Describing his own voices, an American matter-of-factly explained, “Usually it’s like torturing people to take their eyes out with a fork, or cut off someone’s head and drink the blood, that kind of stuff.” Other Americans spoke of “war,” as in, “They want to take me to war with them,” or their “suicide voice” asking, “Why don’t you end your life?”
In Chennai, the commanding voices often instructed people to do domestic chores — to cook, clean, eat, bathe, to “go to the kitchen, prepare food.” To be sure, some Chennai patients reported disgusting commands — in one case, a woman heard the god Hanuman insist that she drink out of a toilet bowl. But in Chennai, the horrible voices people reported seemed more focused on sex. Another woman said: “Male voice, very vulgar words, and raw. I would cry.”
These observations suggest that local culture may shape the way people with schizophrenia pay attention to the complex auditory phenomena generated by the disorder and so shift what the voices say and how they say it. Indeed, that is the premise of a new patient-driven movement, more active in Europe than in the United States, which argues that if you treat unsettling voices with dignity and respect, you can change them.
The Hearing Voices movement encourages people who hear distressing voices to identify them, to learn about them, and then to negotiate with them. It is an approach that flies in the face of much clinical practice in the United States, where psychiatrists tend to assume that treating such voices as meaningful encourages those who hear them to give them more authority and to follow their commands.
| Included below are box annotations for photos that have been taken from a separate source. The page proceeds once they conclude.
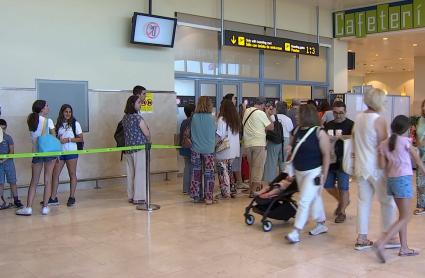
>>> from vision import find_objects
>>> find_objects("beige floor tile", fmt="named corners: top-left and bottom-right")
top-left (0, 177), bottom-right (425, 278)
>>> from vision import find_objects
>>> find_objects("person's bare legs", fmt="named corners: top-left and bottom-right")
top-left (66, 158), bottom-right (78, 198)
top-left (51, 160), bottom-right (65, 200)
top-left (43, 159), bottom-right (56, 206)
top-left (375, 198), bottom-right (412, 262)
top-left (27, 163), bottom-right (44, 208)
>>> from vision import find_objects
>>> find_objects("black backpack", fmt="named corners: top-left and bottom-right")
top-left (71, 120), bottom-right (84, 150)
top-left (266, 115), bottom-right (283, 144)
top-left (114, 121), bottom-right (125, 147)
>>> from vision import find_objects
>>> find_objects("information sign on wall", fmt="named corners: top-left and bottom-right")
top-left (224, 30), bottom-right (318, 56)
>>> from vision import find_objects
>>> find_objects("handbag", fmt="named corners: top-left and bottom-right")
top-left (37, 119), bottom-right (62, 153)
top-left (342, 139), bottom-right (354, 176)
top-left (283, 126), bottom-right (317, 177)
top-left (215, 136), bottom-right (230, 153)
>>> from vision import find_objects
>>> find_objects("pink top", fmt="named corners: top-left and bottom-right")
top-left (379, 136), bottom-right (413, 178)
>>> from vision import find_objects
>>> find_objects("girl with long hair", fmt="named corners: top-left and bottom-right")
top-left (49, 104), bottom-right (84, 207)
top-left (374, 115), bottom-right (425, 263)
top-left (190, 96), bottom-right (216, 205)
top-left (216, 99), bottom-right (241, 199)
top-left (16, 99), bottom-right (57, 216)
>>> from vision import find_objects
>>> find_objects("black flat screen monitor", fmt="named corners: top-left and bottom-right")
top-left (131, 13), bottom-right (177, 47)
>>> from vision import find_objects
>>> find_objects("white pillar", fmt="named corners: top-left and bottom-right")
top-left (411, 56), bottom-right (425, 115)
top-left (329, 39), bottom-right (348, 94)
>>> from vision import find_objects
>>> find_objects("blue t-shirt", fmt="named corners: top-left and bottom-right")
top-left (190, 113), bottom-right (216, 154)
top-left (0, 133), bottom-right (13, 154)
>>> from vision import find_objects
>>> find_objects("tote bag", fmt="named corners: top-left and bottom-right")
top-left (37, 118), bottom-right (62, 153)
top-left (342, 139), bottom-right (354, 176)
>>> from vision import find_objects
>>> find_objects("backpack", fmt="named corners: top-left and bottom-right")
top-left (71, 120), bottom-right (84, 150)
top-left (180, 118), bottom-right (192, 149)
top-left (266, 115), bottom-right (283, 144)
top-left (114, 121), bottom-right (125, 147)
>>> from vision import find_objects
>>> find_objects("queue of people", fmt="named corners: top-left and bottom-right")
top-left (0, 86), bottom-right (425, 262)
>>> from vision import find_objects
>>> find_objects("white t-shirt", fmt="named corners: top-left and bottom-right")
top-left (242, 107), bottom-right (271, 148)
top-left (30, 116), bottom-right (55, 145)
top-left (216, 117), bottom-right (240, 160)
top-left (58, 121), bottom-right (83, 151)
top-left (271, 114), bottom-right (294, 138)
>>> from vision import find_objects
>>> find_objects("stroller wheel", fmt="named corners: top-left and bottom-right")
top-left (245, 214), bottom-right (255, 226)
top-left (263, 220), bottom-right (273, 232)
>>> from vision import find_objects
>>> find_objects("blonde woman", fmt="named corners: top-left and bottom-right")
top-left (190, 96), bottom-right (216, 205)
top-left (353, 88), bottom-right (400, 250)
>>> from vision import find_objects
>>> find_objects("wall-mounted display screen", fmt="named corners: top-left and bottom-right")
top-left (131, 13), bottom-right (177, 47)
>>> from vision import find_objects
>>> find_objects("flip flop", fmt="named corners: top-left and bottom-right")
top-left (398, 249), bottom-right (419, 257)
top-left (0, 203), bottom-right (13, 210)
top-left (373, 246), bottom-right (386, 264)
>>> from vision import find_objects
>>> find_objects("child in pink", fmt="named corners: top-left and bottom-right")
top-left (374, 115), bottom-right (425, 263)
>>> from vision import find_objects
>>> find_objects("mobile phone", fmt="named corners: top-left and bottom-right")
top-left (314, 176), bottom-right (320, 185)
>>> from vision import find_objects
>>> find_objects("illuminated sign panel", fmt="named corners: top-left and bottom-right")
top-left (224, 30), bottom-right (319, 56)
top-left (333, 0), bottom-right (425, 38)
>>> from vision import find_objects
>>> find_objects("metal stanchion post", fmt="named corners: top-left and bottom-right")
top-left (136, 143), bottom-right (160, 211)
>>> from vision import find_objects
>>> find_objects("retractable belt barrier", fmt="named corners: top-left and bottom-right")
top-left (0, 143), bottom-right (181, 211)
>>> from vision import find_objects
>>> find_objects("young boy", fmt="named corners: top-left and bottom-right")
top-left (0, 119), bottom-right (22, 209)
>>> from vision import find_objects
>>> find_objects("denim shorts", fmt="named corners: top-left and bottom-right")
top-left (0, 159), bottom-right (16, 184)
top-left (324, 169), bottom-right (350, 191)
top-left (32, 156), bottom-right (58, 164)
top-left (59, 154), bottom-right (78, 161)
top-left (387, 176), bottom-right (413, 199)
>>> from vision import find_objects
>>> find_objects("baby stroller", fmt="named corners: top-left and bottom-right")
top-left (244, 173), bottom-right (298, 232)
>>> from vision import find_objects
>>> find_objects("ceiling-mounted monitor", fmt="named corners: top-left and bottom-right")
top-left (131, 13), bottom-right (177, 47)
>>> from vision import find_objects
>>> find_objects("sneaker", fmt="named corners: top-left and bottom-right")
top-left (384, 242), bottom-right (401, 249)
top-left (354, 239), bottom-right (373, 251)
top-left (40, 197), bottom-right (59, 206)
top-left (13, 200), bottom-right (24, 208)
top-left (236, 182), bottom-right (249, 189)
top-left (309, 223), bottom-right (328, 236)
top-left (285, 230), bottom-right (300, 243)
top-left (66, 197), bottom-right (75, 207)
top-left (41, 207), bottom-right (50, 215)
top-left (16, 207), bottom-right (32, 216)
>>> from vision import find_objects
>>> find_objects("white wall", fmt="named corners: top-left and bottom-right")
top-left (0, 0), bottom-right (332, 90)
top-left (413, 57), bottom-right (425, 115)
top-left (329, 39), bottom-right (348, 94)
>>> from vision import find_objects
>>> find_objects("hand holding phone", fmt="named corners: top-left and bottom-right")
top-left (314, 176), bottom-right (321, 186)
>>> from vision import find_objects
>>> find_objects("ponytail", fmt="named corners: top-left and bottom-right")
top-left (388, 133), bottom-right (397, 152)
top-left (27, 112), bottom-right (38, 132)
top-left (27, 99), bottom-right (47, 132)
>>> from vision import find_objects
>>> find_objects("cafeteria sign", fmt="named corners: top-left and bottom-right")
top-left (140, 92), bottom-right (153, 113)
top-left (333, 0), bottom-right (425, 38)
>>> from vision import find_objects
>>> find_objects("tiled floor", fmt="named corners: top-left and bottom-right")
top-left (0, 180), bottom-right (425, 278)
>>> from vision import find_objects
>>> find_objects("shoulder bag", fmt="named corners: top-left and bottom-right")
top-left (37, 118), bottom-right (62, 153)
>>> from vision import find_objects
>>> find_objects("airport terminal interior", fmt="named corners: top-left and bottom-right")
top-left (0, 0), bottom-right (425, 278)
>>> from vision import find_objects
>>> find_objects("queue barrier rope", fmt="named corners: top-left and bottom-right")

Yet while there is no judgment from the scientific jury at this point, there is evidence that at least some people find that when they use the Hearing Voices approach, their voices diminish, become kinder and sometimes disappear altogether — independent of any use of drugs.
This evidence is strengthened by a recent study in London that taught people with schizophrenia to create a computer-animated avatar for their voices and to converse with it. Patients chose a face for a digitally produced voice similar to the one they were hearing. They then practiced speaking to the avatar — they were encouraged to challenge it — and their therapist responded, using the avatar’s voice, in such a way that the avatar’s voice shifted from persecuting to supporting them.
All of the 16 patients who received a six-week trial of that therapy found that their hallucinations became less frequent, less intense and less disturbing. Most remarkably, three patients stopped hearing hallucinated voices altogether, even three months after the trial. One of those three patients had heard voices incessantly for the prior 16 years.
The more we know about the auditory hallucinations of schizophrenia, the more complex voice-hearing seems and the more heterogeneous the voice-hearing population becomes. Not everyone will benefit from the new approaches. Still, they offer hope for those struggling with a grim disease.
Meanwhile, it is a sobering thought that the greater violence in the voices of Americans with schizophrenia may have something to do with those of us without schizophrenia. I suspect that the root of the differences may be related to the greater sense of assault that people who hear voices feel in a social world where minds are so private and (for the most part) spirits do not speak.
We Americans live in a society in which, when people feel threatened, they think about guns. The same cultural patterns that make it difficult to get gun violence under control may also be responsible for making these terrible auditory commands that much harsher.